5. Talk to the nonresidents, especially those whose employers are stealing wages, violating contracts and otherwise exploiting them.
6. Call the ombudsman to ask her what she does -don't assume.

The office is needed. The services are essential to the nonresidents.

Anonymous said...

5:35 You're off base. If anyone in the ombudsman office was overstepping the OIA would tell them to stop. They would not close the office and shift the same duties to others. OIA should be investigated.

Anonymous said...

In regards to our #4, human trafficking, the Feds just rescued 105 children involved in sex trafficking between the ages of 13-17 in a massive raid at over 150 locations across the US. (forgot the states areas and exact location numbers)

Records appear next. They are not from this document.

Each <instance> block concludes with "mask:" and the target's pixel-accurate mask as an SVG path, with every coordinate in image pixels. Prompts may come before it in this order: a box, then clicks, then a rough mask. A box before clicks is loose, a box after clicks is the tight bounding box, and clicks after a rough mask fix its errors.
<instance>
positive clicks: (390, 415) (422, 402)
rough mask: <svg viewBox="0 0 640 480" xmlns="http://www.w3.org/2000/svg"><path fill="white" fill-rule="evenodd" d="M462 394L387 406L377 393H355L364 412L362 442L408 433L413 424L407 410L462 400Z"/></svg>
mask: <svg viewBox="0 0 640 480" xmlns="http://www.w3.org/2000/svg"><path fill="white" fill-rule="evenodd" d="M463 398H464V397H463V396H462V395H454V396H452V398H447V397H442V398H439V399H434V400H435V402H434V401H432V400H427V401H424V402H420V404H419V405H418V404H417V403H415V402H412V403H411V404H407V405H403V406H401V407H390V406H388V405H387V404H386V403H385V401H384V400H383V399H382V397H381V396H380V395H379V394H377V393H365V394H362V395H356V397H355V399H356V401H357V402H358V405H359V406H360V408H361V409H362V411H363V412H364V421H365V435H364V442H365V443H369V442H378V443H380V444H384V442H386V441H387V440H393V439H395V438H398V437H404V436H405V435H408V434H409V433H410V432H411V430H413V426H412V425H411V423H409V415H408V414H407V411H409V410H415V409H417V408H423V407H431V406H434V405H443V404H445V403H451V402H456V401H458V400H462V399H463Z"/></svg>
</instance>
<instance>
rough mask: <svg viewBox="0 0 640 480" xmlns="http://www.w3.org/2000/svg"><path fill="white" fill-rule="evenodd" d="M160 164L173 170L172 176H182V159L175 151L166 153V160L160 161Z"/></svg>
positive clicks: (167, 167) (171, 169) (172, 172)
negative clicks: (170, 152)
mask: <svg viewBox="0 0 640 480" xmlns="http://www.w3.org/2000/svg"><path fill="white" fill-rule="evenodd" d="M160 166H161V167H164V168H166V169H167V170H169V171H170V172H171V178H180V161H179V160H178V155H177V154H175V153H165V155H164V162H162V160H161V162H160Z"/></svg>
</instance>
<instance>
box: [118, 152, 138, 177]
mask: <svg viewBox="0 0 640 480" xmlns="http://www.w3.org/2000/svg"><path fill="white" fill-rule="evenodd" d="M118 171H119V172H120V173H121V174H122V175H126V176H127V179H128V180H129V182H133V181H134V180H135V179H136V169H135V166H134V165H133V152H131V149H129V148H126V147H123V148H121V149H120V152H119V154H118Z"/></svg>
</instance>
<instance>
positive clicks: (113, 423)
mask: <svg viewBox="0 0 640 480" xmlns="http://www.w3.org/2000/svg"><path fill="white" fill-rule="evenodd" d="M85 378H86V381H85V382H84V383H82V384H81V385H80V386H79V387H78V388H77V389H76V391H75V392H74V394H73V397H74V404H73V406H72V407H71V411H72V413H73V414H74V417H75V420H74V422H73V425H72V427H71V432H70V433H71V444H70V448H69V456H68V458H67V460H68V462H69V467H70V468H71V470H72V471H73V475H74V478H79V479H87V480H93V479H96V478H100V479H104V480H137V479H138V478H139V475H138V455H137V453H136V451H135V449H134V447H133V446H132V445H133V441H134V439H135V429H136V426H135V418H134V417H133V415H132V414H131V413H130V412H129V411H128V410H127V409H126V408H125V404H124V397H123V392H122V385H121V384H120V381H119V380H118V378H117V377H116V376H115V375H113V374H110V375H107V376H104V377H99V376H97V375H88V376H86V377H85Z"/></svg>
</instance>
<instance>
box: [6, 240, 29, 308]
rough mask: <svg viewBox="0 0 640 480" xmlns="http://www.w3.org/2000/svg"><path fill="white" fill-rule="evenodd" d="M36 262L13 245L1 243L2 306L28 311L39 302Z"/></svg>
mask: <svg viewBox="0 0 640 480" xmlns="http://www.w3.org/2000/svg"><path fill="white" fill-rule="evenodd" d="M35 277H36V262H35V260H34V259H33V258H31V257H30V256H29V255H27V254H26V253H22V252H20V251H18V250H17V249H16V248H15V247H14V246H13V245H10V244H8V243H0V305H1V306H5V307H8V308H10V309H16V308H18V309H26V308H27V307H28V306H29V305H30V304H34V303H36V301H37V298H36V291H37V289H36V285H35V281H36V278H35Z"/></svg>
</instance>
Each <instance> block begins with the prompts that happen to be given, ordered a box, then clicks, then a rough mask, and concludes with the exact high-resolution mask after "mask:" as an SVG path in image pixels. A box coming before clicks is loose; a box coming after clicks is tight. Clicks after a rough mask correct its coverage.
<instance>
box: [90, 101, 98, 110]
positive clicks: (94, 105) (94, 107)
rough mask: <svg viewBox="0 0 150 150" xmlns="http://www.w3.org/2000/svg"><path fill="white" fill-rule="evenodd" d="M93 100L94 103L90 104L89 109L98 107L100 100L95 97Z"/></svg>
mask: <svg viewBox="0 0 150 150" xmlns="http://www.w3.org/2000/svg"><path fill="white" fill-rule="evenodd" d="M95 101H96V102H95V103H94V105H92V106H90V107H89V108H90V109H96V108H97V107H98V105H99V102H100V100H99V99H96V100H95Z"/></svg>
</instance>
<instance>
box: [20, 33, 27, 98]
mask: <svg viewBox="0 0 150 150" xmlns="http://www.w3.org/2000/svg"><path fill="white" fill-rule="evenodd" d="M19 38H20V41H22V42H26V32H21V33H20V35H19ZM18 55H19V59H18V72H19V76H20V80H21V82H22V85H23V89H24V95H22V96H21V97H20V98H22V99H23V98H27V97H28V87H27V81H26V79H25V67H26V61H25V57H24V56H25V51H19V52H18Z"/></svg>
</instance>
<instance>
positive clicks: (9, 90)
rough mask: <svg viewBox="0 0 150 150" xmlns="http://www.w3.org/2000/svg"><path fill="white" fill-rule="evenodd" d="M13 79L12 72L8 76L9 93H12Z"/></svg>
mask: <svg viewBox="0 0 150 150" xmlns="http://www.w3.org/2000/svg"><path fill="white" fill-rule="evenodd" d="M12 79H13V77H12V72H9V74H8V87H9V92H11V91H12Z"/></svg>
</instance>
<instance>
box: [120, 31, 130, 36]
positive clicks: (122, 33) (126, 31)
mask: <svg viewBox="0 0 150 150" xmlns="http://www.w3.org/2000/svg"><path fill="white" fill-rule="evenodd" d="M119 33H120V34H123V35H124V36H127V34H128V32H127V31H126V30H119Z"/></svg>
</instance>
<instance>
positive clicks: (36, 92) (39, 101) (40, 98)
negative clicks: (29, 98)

But what does the Ombudsman office have to do with NMI human trafficking?

But I agree that this office should stay, with Pam Brown.
She has been here a long time and knows what has been and is going on, but small chance that this will happen.

Anonymous said...

Did you ever fimd out why caseworkers did not get paid for six months??? it isnt something as simple as mixed up paperwork. that is 12 payperiods in fed time. no supervisor or boss would allow their workers to go that long without fixing the problem. i think there is more to this part of the story. having contract employees who are not officially on the books, being paid is a huge no-no in the fed government. that alone can get you removed from your position. dig deep and i think more and more insider info will come out....there is more than meets the eye here...

Wendy Doromal said...

9:30 Dig deeper? I guess. I seldom get responses to any of my emails, calls or letters to OIA. Well, I guess that's not entirely true - sometimes a year later.

I will dig deeper by notifying members of Congress who may be interested.